I'm starting to suspect that this is a bug in the compiler or runtime, since it is specific to version 4.7 and I cannot see what memory accesses are invalid.
Any insight into what is going on would be very much appreciated.
It is possible to get the same situation with the C-version of GCC, with a slight modification of the code.
My system is:
Debian wheezy
Linux 3.2.0-4-amd64
GCC 4.7.2-5
Okay so I looked at the disassembly offered by gdb, but I'm afraid it doesn't say much to me:
Dump of assembler code for function apply(Data const*):
0x0000000000400760 <+0>: push %r13
0x0000000000400762 <+2>: movabs $0x400000000,%r8
0x000000000040076c <+12>: push %r12
0x000000000040076e <+14>: push %rbp
0x000000000040076f <+15>: push %rbx
0x0000000000400770 <+16>: mov 0x24(%rdi),%ecx
=> 0x0000000000400773 <+19>: mov (%rdi,%r8,1),%ebp
0x0000000000400777 <+23>: mov 0x18(%rdi),%r10d
0x000000000040077b <+27>: mov $0x4,%r8b
0x000000000040077e <+30>: mov 0x28(%rdi),%edx
0x0000000000400781 <+33>: mov 0x2c(%rdi),%eax
0x0000000000400784 <+36>: mov %ecx,%ebx
0x0000000000400786 <+38>: mov (%rdi,%r8,1),%r11d
0x000000000040078a <+42>: mov 0x1c(%rdi),%r9d
0x000000000040078e <+46>: imul %ebp,%ebx
0x0000000000400791 <+49>: mov $0x8,%r8b
0x0000000000400794 <+52>: mov 0x20(%rdi),%esi
What should I see when I look at this?
Edit 2015-08-13: This seem to be fixed in g++ 4.8 and later.

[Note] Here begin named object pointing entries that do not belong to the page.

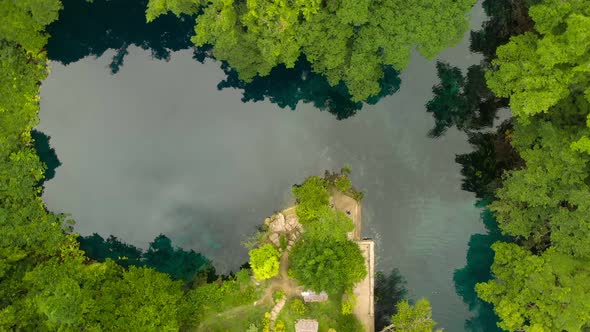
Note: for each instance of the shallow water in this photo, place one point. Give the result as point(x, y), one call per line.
point(157, 148)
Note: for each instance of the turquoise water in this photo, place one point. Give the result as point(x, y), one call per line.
point(157, 148)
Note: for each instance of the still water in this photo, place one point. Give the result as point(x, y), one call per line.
point(157, 148)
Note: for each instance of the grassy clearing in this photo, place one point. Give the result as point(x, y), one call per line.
point(328, 314)
point(236, 319)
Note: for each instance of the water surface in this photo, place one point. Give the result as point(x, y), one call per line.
point(157, 148)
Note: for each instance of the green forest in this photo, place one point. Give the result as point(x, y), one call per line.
point(532, 174)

You never initialized d. Its value is indeterminate, and trying to do math with its contents is undefined behavior. (Even trying to read its values without doing anything with them is undefined behavior.) Initialize d and see what happens.

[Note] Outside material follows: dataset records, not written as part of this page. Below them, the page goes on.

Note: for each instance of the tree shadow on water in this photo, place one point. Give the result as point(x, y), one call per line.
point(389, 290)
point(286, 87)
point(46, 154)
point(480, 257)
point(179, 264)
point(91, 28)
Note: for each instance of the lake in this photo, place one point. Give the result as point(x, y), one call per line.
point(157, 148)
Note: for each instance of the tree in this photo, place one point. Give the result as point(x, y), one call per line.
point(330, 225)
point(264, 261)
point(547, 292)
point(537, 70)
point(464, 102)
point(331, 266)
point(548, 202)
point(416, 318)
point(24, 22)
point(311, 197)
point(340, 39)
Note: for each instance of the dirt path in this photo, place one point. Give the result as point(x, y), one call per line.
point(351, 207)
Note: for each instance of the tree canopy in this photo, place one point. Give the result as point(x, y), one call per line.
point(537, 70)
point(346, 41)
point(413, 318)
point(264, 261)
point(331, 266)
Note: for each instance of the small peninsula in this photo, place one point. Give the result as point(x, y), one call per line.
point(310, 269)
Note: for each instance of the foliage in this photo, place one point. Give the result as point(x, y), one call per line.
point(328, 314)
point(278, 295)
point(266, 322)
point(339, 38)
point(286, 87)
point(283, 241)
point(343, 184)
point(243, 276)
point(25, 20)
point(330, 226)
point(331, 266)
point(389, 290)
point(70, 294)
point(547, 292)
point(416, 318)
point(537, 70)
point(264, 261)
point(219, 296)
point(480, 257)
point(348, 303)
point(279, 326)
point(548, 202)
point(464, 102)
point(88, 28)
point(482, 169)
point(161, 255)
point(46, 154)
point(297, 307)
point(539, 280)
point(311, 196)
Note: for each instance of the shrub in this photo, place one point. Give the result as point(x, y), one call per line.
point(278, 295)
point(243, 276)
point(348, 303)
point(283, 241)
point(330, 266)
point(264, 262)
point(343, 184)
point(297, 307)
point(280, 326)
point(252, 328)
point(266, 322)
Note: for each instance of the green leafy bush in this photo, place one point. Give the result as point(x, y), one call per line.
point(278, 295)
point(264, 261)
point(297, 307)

Now that you've initialized d and it still fails, that looks like a real compiler bug. Try updating to 4.7.3 or 4.8.2; if the problem persists, submit a bug report. (The list of known bugs currently appears to be empty, or at least the link is going somewhere that only lists non-bugs.)
It indeed and unfortunately is a bug in gcc. I have not the slightest idea what it is doing there, but the generated assembly for the apply function is ( I compiled it without main btw., and it has foo inlined in it):
_Z5applyPK4Data:
pushq %r13
movabsq $17179869184, %r8
pushq %r12
pushq %rbp
pushq %rbx
movl 36(%rdi), %ecx
movl (%rdi,%r8), %ebp
movl 24(%rdi), %r10d
and exactly at the movl (%rdi,%r8), %ebp it will crashes, since it adds a nonsensical 0x400000000 to $rdi (the first parameter, thus the pointer to Data) and dereferences it.